Figure 5 Regular sampling method for sampling triangular wave carrier

According to this relationship, if there are N rectangular waves in one cycle, the duty cycle of the i-th rectangular wave is

Dr=0.5＋0.5sin（i＊2π/N）

By using the period and duty cycle to set the corresponding registers of the PWM circuit in TMS320LF2407, the required PWM pulse waveform can be obtained on PWMx (x=1, 2, 3, 4, 7, 8). These PWM pulses can be used to control the corresponding 6 switch tubes to output a sine waveform. It should be noted that the quality of the output sine wave is related to the discrete number of sine waves used for control. If the discrete number is larger, the output sine wave will be smoother, but the DSP calculation amount will be increased. On the contrary, the output will be worse. Therefore, for specific applications, it is necessary to select appropriate discrete values. Timers T1 and T3 are set to underflow and cycle matching interrupt modes, used as PWM output time bases, and work in continuous increase/decrease counting mode.

5.2 Real-time Sampling

The 16-channel ADC conversion circuit integrated in TMS320LF2407 is used to realize voltage and current sampling (the minimum conversion time for each channel is 500ns). The sampling signal is converted into the 0-3.3V level required by the ADC of LF2407 through the sampling module MAX122. In one power frequency cycle, the sampling will be performed 200 times (the switching frequency is 20kHz). Once there is an impact load, the output current or voltage will be too high, so that the DSP can capture this mutation in time. The DSP will call the corresponding subroutine to handle overvoltage or overcurrent conditions to protect the normal operation of the entire circuit. Timer T2 is set to underflow and periodic interrupt mode, used as the control time base for ADC sampling, and works in continuous increase/decrease counting mode.

6 Experimental Results

According to the above principles, an experimental system was preliminarily designed and achieved relatively good results. Its main technical parameters are listed in Table 1.

Table 1 Main technical parameters

FIG6 shows the voltage on the DC blocking capacitor in the full-bridge circuit, and FIG7 shows the transformer primary side neutral point voltage and transformer primary side current waveforms.

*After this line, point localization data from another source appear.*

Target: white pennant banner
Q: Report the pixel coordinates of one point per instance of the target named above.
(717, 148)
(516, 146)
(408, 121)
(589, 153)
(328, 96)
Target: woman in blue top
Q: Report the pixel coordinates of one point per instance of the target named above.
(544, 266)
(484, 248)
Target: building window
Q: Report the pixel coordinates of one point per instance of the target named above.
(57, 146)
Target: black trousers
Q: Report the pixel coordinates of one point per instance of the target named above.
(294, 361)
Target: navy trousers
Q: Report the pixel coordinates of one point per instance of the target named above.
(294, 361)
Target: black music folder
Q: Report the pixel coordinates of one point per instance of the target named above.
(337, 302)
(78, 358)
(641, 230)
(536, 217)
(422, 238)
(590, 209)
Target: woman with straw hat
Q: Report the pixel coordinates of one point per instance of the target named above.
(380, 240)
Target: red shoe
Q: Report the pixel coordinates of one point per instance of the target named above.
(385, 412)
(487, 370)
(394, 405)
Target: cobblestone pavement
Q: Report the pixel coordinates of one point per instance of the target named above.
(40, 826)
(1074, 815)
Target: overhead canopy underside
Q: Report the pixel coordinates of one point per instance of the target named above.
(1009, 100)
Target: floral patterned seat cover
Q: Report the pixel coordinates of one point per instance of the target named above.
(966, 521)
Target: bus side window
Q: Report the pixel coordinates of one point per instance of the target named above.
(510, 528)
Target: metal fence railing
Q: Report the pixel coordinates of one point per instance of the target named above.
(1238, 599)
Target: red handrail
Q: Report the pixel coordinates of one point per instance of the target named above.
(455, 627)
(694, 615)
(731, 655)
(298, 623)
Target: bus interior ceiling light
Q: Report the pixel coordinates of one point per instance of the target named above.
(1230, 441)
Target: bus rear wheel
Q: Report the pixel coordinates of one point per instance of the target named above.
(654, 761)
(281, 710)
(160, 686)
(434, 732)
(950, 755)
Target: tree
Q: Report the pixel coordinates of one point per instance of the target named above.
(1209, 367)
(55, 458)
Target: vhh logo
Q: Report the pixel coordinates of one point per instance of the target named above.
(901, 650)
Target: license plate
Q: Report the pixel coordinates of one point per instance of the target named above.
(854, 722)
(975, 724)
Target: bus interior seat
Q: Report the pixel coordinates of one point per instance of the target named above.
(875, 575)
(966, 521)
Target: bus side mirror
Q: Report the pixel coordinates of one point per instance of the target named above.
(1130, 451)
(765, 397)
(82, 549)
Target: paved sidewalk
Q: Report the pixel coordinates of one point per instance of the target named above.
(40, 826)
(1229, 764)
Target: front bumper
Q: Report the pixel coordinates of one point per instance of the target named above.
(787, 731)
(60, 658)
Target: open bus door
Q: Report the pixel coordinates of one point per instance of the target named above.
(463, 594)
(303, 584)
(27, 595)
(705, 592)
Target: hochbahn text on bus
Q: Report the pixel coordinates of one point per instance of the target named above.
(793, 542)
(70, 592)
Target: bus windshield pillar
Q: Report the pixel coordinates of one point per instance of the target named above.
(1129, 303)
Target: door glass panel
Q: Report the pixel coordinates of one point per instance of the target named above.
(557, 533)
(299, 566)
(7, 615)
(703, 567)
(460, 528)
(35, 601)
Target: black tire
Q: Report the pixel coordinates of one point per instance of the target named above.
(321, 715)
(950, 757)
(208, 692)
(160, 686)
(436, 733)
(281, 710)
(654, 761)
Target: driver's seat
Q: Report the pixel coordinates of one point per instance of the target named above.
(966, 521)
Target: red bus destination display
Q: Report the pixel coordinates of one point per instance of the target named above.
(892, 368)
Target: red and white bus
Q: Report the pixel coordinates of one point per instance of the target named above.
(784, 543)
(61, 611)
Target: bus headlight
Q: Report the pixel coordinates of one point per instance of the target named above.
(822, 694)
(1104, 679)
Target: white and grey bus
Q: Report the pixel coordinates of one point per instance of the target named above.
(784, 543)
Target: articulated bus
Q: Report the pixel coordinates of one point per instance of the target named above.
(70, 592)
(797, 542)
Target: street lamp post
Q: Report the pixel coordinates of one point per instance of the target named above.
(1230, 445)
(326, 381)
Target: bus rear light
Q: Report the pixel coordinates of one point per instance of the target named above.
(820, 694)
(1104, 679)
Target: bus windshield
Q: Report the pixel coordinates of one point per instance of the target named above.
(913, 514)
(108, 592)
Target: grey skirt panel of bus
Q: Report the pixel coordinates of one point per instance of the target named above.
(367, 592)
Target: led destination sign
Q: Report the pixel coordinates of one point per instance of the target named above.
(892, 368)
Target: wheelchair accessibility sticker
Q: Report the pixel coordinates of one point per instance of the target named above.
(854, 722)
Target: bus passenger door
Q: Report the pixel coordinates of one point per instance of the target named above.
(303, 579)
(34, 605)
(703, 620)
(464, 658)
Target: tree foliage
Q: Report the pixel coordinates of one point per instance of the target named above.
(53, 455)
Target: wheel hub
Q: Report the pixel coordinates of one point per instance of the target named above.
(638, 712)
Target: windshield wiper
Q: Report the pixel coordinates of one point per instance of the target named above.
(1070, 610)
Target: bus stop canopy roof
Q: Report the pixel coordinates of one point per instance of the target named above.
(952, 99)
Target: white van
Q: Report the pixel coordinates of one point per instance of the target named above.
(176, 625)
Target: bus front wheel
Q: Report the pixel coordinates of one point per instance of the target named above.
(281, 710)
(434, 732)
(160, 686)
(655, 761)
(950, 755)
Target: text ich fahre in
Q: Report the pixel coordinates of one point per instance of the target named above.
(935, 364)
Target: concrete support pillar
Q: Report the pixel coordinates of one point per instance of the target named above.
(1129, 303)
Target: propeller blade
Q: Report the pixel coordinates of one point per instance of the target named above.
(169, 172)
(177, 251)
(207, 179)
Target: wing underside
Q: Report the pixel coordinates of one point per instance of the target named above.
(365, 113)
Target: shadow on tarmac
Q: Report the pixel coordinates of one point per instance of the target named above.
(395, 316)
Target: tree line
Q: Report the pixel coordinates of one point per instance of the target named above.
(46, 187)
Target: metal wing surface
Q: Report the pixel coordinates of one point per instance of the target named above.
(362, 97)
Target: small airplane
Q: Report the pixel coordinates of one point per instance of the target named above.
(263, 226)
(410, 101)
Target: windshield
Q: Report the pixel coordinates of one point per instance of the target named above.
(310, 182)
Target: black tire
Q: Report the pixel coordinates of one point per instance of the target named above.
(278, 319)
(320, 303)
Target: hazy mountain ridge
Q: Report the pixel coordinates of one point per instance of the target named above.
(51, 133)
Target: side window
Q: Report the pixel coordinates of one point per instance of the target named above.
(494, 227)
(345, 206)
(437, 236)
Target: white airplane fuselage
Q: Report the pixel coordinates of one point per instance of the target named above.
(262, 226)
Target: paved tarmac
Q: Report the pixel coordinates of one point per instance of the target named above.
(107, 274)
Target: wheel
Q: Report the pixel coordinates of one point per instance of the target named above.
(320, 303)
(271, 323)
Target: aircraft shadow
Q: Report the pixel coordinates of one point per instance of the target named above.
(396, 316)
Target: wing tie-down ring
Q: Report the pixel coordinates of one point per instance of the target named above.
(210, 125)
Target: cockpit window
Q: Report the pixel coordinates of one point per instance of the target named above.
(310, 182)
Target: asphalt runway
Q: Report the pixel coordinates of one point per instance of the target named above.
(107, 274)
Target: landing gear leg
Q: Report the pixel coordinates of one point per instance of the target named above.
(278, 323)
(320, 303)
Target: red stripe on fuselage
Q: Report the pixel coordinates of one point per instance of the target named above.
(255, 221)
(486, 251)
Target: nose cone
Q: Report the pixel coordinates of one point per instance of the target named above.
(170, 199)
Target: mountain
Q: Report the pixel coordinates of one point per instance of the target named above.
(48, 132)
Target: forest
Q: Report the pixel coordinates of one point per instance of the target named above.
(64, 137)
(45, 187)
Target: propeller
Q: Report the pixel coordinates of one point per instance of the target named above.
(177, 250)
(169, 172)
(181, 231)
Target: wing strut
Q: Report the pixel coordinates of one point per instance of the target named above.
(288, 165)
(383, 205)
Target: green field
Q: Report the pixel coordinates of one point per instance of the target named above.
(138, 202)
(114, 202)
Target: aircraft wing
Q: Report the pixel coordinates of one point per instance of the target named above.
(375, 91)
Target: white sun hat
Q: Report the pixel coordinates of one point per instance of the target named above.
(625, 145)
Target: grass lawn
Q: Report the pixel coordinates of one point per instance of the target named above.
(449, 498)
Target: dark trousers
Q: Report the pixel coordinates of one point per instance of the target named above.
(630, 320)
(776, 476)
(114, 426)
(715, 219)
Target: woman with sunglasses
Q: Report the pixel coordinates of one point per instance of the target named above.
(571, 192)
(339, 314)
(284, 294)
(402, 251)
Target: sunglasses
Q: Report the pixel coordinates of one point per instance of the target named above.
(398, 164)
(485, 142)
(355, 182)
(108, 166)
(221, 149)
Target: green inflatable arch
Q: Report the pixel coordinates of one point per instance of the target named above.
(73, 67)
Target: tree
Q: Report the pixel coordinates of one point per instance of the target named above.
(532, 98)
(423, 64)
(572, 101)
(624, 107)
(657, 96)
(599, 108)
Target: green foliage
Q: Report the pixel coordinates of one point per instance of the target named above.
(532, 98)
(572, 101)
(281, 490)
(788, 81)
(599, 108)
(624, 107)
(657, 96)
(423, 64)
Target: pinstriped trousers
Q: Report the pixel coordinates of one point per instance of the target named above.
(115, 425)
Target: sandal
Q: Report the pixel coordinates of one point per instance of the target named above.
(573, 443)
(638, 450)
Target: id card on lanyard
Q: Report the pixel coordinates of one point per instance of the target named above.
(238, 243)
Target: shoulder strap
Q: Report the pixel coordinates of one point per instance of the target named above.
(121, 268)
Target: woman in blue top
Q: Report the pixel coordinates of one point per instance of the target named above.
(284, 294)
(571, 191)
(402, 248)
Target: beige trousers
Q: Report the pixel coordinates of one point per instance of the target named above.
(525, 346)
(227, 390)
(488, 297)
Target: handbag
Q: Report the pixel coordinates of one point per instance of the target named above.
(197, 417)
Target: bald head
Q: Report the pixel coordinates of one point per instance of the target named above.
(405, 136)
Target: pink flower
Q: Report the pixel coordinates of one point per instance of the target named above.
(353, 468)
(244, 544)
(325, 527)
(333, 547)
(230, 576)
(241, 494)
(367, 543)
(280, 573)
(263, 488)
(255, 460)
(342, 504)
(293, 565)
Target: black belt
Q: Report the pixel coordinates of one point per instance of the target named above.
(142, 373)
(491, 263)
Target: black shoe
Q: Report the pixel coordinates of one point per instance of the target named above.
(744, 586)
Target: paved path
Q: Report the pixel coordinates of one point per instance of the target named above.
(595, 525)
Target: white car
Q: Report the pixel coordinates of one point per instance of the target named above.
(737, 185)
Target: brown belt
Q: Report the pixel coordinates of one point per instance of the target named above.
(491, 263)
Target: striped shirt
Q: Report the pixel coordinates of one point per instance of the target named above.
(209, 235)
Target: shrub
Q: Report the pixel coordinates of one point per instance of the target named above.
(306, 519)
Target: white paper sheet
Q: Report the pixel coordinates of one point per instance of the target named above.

Time: 5μs/div, Voltage: 2V/div,

Figure 6 DC blocking capacitor voltage

Time: 5μs/div, Voltage: 150V/div, Current: 5A/div

Figure 7 Primary side neutral point voltage and primary side current

It can be seen that the switch tube in the full-bridge circuit achieves soft turn-on and soft turn-off under the resonance of the DC blocking capacitor and the saturated inductor. Figure 8 shows the output voltage waveform.

Figure 8 Output voltage waveform

7 Conclusion

This paper introduces the circuit topology of phase-controlled cycloconverter based on DSP digital control, analyzes its working principle, and proposes the process of generating control signals. The experimental results prove the correctness of digital implementation and achieve good results. It is certain that the high-frequency chain cycloconverter implemented by digitalization has stronger advantages than the traditional inverter based on analog or analog and digital combination. Digitalization makes the system highly programmable, and it has advantages that traditional inverters cannot match in debugging, product updates or upgrades.